Tailored TCOs

The metal-like electrical conductivity in combination with a high visual transmittance is the characteristic property that opens up a broad spectrum of applications to transparent conductive oxides (TCOs). To fulfill the manifold requirements in each individual case, especially the optical properties of TCOs have to be adapted. The transmittance in the near infrared spectral range can be tailored by a modification of the carrier concentration N and mobility µ. The theoretical description for this behavior is based on the well-known Drude theory. Highly conductive indium tin oxide films (ITO) have been prepared by pulsed DC magnetron sputtering. However, due to its excellent electrical properties, the plasma resonance of free carriers occurs near the visual spectral range which results in a very low transmittance in the NIR. In contrast, ITO films with a NIR transmittance of ca. 80% have been prepared by plasma ion assisted evaporation.

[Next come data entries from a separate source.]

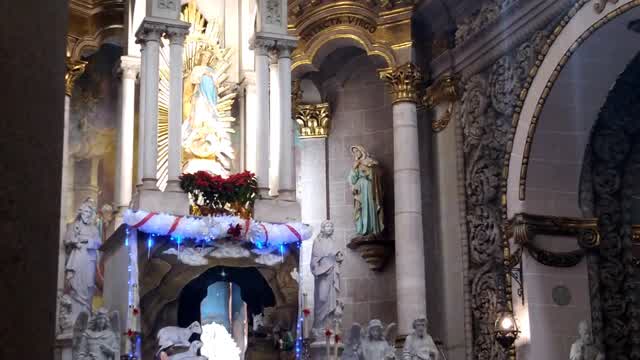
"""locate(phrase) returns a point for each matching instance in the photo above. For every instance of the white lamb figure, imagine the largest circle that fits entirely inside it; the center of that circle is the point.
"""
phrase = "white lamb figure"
(176, 336)
(191, 354)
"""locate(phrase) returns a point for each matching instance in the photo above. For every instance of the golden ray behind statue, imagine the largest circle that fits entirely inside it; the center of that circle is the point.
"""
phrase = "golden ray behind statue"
(207, 100)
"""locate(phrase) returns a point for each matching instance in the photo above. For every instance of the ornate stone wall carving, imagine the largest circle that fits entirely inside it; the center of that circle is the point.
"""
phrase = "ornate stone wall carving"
(485, 119)
(615, 280)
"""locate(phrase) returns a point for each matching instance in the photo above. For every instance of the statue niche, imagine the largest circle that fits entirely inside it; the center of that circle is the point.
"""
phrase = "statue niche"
(368, 214)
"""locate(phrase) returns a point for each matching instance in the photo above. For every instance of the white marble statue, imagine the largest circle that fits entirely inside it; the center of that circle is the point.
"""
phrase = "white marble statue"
(377, 344)
(170, 336)
(584, 348)
(419, 345)
(81, 242)
(325, 267)
(97, 338)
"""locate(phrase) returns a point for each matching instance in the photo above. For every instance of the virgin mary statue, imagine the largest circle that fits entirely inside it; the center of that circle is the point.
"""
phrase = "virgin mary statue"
(366, 188)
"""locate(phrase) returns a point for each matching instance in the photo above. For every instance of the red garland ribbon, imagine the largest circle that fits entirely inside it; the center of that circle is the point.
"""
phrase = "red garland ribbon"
(144, 220)
(173, 227)
(266, 233)
(294, 232)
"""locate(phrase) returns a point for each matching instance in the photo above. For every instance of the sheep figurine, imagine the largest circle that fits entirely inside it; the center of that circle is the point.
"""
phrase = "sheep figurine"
(191, 354)
(176, 336)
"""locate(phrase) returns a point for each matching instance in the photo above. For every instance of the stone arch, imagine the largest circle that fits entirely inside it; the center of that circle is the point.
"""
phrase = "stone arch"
(310, 56)
(578, 27)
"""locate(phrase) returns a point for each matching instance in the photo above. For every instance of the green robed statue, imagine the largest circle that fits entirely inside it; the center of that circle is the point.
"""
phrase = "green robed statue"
(366, 188)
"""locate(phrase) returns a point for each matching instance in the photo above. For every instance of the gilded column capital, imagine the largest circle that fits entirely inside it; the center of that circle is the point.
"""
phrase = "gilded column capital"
(444, 91)
(405, 81)
(313, 120)
(74, 69)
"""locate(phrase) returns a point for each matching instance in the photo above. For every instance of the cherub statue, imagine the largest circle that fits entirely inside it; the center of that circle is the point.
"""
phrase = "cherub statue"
(584, 348)
(97, 338)
(419, 345)
(377, 344)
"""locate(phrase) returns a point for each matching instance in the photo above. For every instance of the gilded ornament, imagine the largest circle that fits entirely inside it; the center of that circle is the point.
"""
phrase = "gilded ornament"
(445, 90)
(404, 81)
(75, 68)
(313, 120)
(599, 5)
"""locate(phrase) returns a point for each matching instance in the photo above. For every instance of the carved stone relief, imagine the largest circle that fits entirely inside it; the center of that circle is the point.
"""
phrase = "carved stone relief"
(485, 117)
(613, 276)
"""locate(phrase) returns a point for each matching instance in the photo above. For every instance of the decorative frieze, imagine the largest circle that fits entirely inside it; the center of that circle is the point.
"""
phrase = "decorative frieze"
(404, 81)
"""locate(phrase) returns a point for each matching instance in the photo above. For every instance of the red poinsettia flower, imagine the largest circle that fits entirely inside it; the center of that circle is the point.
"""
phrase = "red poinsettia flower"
(234, 231)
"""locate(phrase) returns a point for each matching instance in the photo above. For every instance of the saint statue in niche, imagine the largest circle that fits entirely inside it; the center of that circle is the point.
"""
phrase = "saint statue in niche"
(366, 187)
(325, 267)
(205, 135)
(81, 242)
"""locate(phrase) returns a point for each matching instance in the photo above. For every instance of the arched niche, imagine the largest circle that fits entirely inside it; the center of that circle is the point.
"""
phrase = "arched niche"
(563, 98)
(563, 94)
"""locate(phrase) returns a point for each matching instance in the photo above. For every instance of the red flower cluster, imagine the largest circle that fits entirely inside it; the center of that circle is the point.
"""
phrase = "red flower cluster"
(234, 231)
(236, 192)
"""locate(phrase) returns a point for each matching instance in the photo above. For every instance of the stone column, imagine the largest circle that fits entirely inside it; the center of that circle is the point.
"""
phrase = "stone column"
(261, 48)
(150, 33)
(286, 176)
(409, 241)
(275, 123)
(141, 115)
(176, 36)
(129, 66)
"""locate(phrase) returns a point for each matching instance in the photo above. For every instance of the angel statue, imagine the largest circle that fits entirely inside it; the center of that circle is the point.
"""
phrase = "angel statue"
(82, 241)
(419, 345)
(585, 348)
(377, 344)
(97, 338)
(366, 187)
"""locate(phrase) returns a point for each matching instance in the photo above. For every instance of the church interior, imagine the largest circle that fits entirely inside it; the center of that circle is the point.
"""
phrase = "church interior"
(320, 180)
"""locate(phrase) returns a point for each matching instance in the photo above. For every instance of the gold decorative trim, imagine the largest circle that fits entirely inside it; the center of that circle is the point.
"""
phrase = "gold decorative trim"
(445, 90)
(75, 68)
(313, 120)
(547, 90)
(405, 81)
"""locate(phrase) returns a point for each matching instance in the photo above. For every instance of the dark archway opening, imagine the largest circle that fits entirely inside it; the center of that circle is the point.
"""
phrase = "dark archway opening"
(254, 289)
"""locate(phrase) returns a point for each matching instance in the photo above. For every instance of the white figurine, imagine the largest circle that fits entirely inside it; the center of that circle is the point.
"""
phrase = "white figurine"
(176, 336)
(419, 345)
(584, 348)
(377, 344)
(97, 338)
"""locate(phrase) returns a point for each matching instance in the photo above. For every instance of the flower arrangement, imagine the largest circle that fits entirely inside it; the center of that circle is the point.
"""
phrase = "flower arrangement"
(215, 195)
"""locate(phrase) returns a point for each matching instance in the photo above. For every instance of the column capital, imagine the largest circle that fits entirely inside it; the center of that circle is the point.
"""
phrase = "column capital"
(285, 47)
(444, 91)
(177, 33)
(74, 69)
(150, 31)
(129, 66)
(404, 81)
(261, 46)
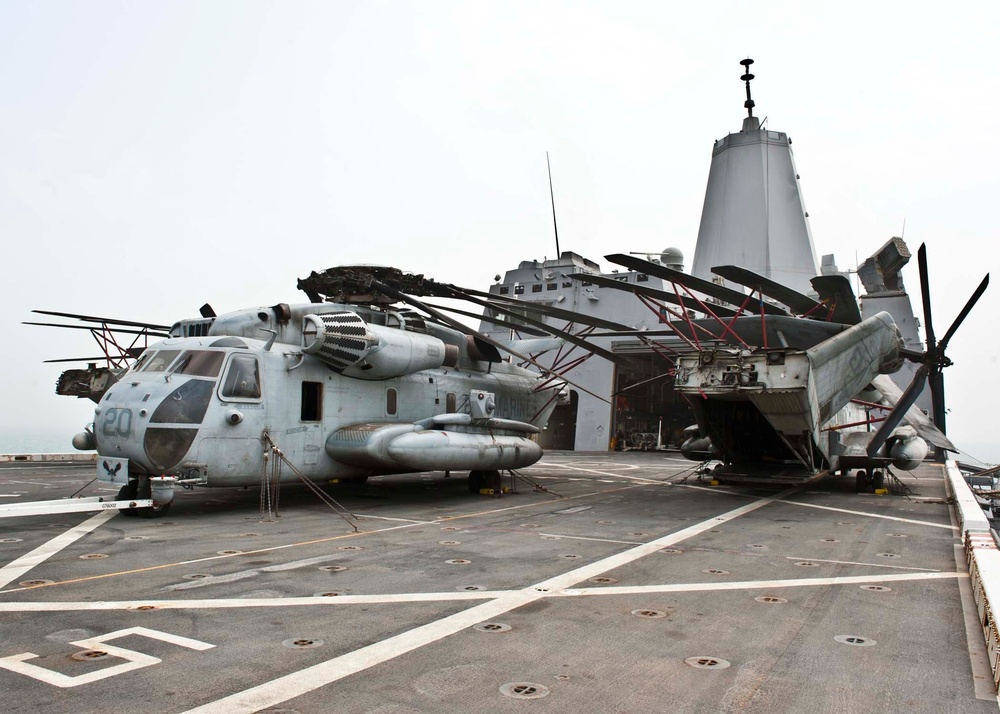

The combination of high transmittance and low resistivity of p=7.4x10-6 omega was achieved by a decrease of the carrier concentration and a simultaneous enhancement of the electron mobility µ. Secondary, the transmittance of aluminum doped zinc oxide films (AZO) in the UV spectral range could be adapted by changing the doping concentration N. This is a direct consequence of the Burstein-Moss shift that leads to a band gap widening dependent on N. However, the comparison of the experimental data with theory has shown that the contrary effect of band gap narrowing is not negligible, too.